Яков умылся отстоявшейся чистой водичкой из ямы, вымыл ботинки, пучком старой травы почистил брюки, телогрейку и пошел к управленческому бараку. Начальник отдела кадров был занят, и Яков остановился перед стенной газетой «Меткий глаз», прибитой к стене коридора между двумя огнетушителями. «Опять весело и незаметно потекло мое время», — читал Яков короткое признание бывшей монашки. В другой заметке давалось описание крыльчатой тачки, той самой, к которой для повышения производительности труда наращивались борта. И наконец Яков дважды прочитал стихи какого-то Травостоева под названием «Стройка поет».
— Умнов, к начальнику! — крикнула в коридор толстая и большегрудая девица, с короткой прической — волосы у ней были редкие и легкие как пух, побитые какой-то болезнью. Умнов следом за нею вошел в кабинет начальника, который с полотенцем через плечо пил чай, читал газету и обливался потом. Он был одних с Яковом лет и заговорил с ним как с равным:
— Там, Умнов, бригадир твой убивается за тебя, расхваливает. В чем дело?
— У него спросить надо. Я — как все.
— Мы новую бригаду бетонщиков собираем. Слышал? Ну вот. Туда ведь всякого не пошлешь. Верно?
— Бетон — не земля, требует сноровки. Что верно, то верно.
— А доверие ты берешь в расчет? Ведь бетон — всему опора.
— И доверие, конечно.
— Вот и гордись — выдвигаем тебя в бетонщики. Теперь знать надо, какое твое слово.
— Работники небось хорошие подбираются. Что же с хорошими-то людьми не поработать? С моим полным удовольствием.
— Значит, решено. Перейдешь к бетонщикам. Посмотрим. Покажешь себя, к осени на курсы десятников пойдешь. Доверие или недоверие?
— Уж это само собой. Только ежели от души говорить, домой тянет. К земле. Зимой как-то не памятно было, а к весне от тоски слепну.
— Ладно, Умнов, поживем — увидим. Хотя и так известно. Завод поставим, и калачом тебя отсюда не выманишь. А в расчет берешь, что его величеством будешь? Рабочим классом? Гордость или не гордость?

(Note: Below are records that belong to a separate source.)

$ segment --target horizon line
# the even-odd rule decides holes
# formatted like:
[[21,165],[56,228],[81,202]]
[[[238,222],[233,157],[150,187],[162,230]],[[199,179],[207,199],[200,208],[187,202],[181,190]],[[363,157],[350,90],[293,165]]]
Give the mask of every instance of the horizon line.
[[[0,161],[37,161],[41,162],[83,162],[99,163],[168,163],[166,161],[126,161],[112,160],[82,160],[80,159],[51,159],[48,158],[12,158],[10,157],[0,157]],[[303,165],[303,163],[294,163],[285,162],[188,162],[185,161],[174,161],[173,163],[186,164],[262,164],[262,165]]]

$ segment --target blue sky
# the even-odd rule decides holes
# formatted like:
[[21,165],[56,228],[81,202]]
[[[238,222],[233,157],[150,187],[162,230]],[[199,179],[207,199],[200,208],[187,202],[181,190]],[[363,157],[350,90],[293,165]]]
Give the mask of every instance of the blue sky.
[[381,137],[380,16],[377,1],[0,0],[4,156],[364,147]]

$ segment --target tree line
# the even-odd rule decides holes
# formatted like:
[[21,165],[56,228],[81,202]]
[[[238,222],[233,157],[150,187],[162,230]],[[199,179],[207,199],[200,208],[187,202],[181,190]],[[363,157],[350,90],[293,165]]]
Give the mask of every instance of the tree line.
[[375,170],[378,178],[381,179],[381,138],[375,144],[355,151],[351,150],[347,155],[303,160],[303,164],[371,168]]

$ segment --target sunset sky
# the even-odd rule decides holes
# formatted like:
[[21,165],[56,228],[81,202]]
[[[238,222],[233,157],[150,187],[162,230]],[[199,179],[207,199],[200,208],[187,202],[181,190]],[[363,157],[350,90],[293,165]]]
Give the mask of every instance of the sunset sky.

— Да уж это само собой, — отозвался Умнов прежними бездумными словами, потому что напомнил сам себе о весне, земле, доме и все это слилось для него в единое радостное ожидание, которое заполнило сейчас всю его душу. «Именно слепну, — подтвердил он в мыслях нечаянно оброненное слово. — Теперь возьму да так и напишу ей. Земля землей и дом домом, а без нее и дома не прозрею»…
А кадровик любил стройку, мастер был сказать о ней горячее слово и говорил, говорил, все сводя к гордости и доверию.
— Да ты, вижу, и не слушаешь. А? — вдруг спохватился он, заметив безучастное выражение лица Умнова. — Не себе говорю.
— Извините, я сегодня уже полтыщи тачек нагрузил. Устал вроде.
— Так, так, — согласился кадровик. — На этом и кончим. Ступай, Умнов. Парень ты, вижу, честный, и мой совет тебе напоследок: гордись нашей стройкой и держись за нее — в люди выйдешь. Бывай.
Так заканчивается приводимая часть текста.